Fundadas com a diferença de apenas um ano, Microsoft (nascida em abril de 1975) e Apple (abril de 1976) seguiram em suas trajetórias caminhos bem distintos. Enquanto a empresa criada por Bill Gates foi, durante muito tempo, sinônimo de software, a companhia da maçã ficou marcada pela genialidade inventiva de Steve Jobs. Em outras palavras: a Microsoft era necessária e a Apple, sexy. No século XXI, a discrepância se intensificou com o lançamento do iPhone, que conquistou a condição de objeto de desejo de consumidores do mundo inteiro. Não à toa, a Apple se tornou, em 2023, a primeira empresa da história a alcançar valor de mercado de 3 trilhões de dólares.
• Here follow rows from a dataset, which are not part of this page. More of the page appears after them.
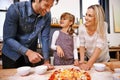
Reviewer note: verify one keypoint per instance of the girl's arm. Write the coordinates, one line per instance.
(54, 38)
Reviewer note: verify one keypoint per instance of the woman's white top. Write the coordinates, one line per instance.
(54, 38)
(91, 42)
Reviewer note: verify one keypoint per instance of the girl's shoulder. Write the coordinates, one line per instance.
(82, 28)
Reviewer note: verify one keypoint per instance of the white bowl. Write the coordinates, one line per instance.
(117, 70)
(41, 69)
(99, 66)
(25, 70)
(116, 76)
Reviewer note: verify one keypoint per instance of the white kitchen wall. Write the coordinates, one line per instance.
(114, 38)
(73, 7)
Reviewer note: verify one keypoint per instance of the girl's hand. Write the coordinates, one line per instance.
(84, 66)
(76, 62)
(60, 51)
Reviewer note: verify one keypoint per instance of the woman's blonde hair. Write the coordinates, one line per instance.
(71, 18)
(100, 18)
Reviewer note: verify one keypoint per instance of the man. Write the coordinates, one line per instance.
(25, 23)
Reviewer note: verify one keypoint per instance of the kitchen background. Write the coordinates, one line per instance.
(74, 7)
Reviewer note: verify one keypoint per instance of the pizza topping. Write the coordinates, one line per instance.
(70, 74)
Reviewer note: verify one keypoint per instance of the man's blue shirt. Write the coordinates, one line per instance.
(22, 28)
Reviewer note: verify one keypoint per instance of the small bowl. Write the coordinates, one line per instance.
(116, 76)
(117, 70)
(41, 69)
(25, 70)
(99, 67)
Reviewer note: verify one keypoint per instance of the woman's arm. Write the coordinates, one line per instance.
(94, 57)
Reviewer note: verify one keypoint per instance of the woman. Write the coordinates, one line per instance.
(65, 51)
(93, 38)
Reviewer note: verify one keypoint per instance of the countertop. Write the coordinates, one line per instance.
(11, 74)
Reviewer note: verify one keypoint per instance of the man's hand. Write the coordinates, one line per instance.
(33, 57)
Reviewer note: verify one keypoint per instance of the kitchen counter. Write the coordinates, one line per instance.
(11, 74)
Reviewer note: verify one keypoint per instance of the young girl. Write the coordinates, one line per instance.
(63, 45)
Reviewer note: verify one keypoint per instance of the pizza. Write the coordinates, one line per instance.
(70, 74)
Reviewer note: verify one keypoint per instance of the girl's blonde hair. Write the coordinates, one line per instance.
(100, 18)
(71, 18)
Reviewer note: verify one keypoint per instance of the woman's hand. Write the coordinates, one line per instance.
(60, 51)
(33, 57)
(84, 66)
(76, 62)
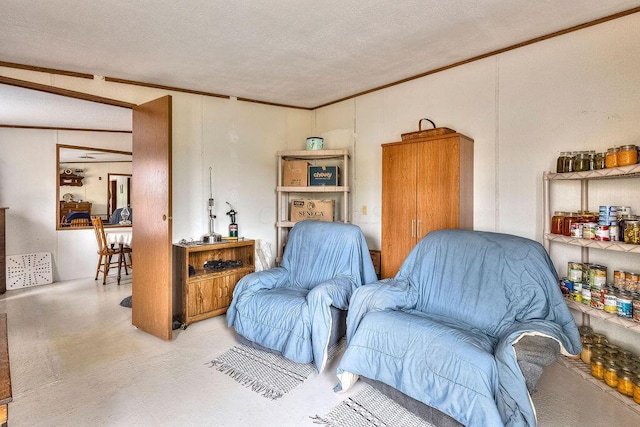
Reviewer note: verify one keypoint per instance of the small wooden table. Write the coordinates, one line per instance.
(5, 372)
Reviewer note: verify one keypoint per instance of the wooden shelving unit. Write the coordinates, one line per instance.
(286, 193)
(624, 172)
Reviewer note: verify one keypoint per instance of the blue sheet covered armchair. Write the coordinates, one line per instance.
(297, 309)
(445, 329)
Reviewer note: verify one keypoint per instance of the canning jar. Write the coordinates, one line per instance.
(625, 304)
(586, 353)
(560, 162)
(600, 339)
(569, 218)
(611, 158)
(611, 375)
(625, 383)
(597, 368)
(627, 155)
(582, 162)
(557, 223)
(632, 231)
(569, 161)
(636, 389)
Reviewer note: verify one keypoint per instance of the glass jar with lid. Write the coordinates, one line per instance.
(569, 218)
(557, 222)
(600, 339)
(585, 356)
(632, 231)
(611, 158)
(627, 155)
(625, 383)
(597, 368)
(636, 389)
(560, 162)
(611, 375)
(569, 162)
(582, 162)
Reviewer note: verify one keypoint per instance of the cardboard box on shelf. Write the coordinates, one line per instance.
(295, 173)
(324, 175)
(319, 210)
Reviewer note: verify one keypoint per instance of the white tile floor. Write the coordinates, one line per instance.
(76, 360)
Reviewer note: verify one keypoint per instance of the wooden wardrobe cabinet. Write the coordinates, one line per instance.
(427, 184)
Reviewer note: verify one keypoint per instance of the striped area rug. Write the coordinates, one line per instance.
(370, 408)
(266, 373)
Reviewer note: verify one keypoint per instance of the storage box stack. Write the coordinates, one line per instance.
(319, 210)
(324, 175)
(294, 173)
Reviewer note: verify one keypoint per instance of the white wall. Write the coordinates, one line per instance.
(575, 92)
(238, 140)
(580, 91)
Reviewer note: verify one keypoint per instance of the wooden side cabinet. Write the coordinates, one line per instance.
(207, 292)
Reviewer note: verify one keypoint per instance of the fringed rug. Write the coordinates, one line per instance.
(266, 373)
(370, 408)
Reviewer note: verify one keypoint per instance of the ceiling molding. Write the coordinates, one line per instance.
(45, 70)
(65, 92)
(62, 128)
(492, 53)
(80, 95)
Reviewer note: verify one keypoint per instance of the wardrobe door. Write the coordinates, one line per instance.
(438, 189)
(399, 224)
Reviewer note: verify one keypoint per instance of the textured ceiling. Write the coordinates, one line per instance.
(301, 53)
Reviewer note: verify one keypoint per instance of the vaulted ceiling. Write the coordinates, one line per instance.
(303, 53)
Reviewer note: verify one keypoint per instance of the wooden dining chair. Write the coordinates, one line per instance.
(106, 252)
(79, 222)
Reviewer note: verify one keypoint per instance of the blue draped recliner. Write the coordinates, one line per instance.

Nos últimos meses, contudo, o jogo mudou, e a Microsoft voltou a ocupar o posto de corporação mais valiosa dos Estados Unidos, após três anos fora do topo. A que se deve a virada?
Há uma razão principal que explica o movimento: inovação. Depois de muito tempo — pelo menos desde a era da computação pessoal —, a Microsoft voltou a liderar uma transição tecnológica. Desta vez, ela está à frente da chamada inteligência artificial regenerativa, tecnologia que responde perguntas e gera imagens a partir de sugestões feitas por usuários. A mudança foi gestada em 2019, quando, por determinação do chefão global, Satya Nadella, a Microsoft investiu em uma startup desconhecida, a OpenAI, que estava desenvolvendo um novo sistema de inteligência artificial. Em 2022, o ChatGPT chegou ao mercado e o mundo foi tomado por uma revolução. Nos últimos quatro anos, a big tech injetou 2 bilhões de dólares na OpenAI, e um novo aporte de 10 bilhões de dólares foi anunciado recentemente. “Decisões assertivas do CEO contribuíram para a valorização da empresa”, diz André Miceli, líder no Brasil da MIT Technology Review, plataforma de conteúdo do Instituto de Tecnologia de Massachusetts.
A IA não foi a única aposta certeira da Microsoft. A empresa fez incursões bem-sucedidas no lucrativo negócio de computação em nuvem. A Azure, seu braço de negócios no ramo, é hoje a principal concorrente da Amazon na oferta desse tipo de serviço, e foi decisiva para o bom desempenho financeiro da Microsoft em seu mais recente balanço. No primeiro trimestre do atual ano fiscal, o lucro da Azure cresceu 29% na comparação anual, acima dos ótimos 26% registrados pela companhia como um todo.
Enquanto isso, a Apple vive tempos desafiadores. A empresa está atrasada na corrida da inteligência artificial e, para piorar, não há projeto consistente na área. Em conversa recente com analistas, o presidente Tim Cook afirmou que a companhia tem um trabalho “em andamento” no campo de IA, mas não deu detalhes sobre o que seria. Como se não bastasse, as vendas de iPhone também não empolgam como antes. A situação é tão complexa que, nos últimos dias, a Apple passou a dar descontos — algo inusual em sua história — nos smartphones vendidos na China, na tentativa de enfrentar a concorrência de marcas como Xiaomi e Huawei, que avançam sem parar. No ano passado, as vendas de iPhones no mercado chinês tombaram 30%. Ainda assim, a Apple fechou 2023 como líder do mercado global de smartphones.
Empresas de tecnologia enfrentam o desafio permanente de se reinventar. Foi assim com a Microsoft, que encontrou na inteligência artificial um novo caminho promissor. A própria Apple sabe o que é isso — a empresa, afinal, deixou de ser só uma fabricante de computadores para revolucionar o mercado de aparelhos de celular. Nesta semana, a estratégia de diversificação foi revigorada com o lançamento dos óculos de realidade virtual Vision Pro. Será suficiente para dar novo fôlego à Apple? Ninguém sabe a resposta, mas não é recomendável duvidar de uma empresa que, assim como a Microsoft, mudou o mundo.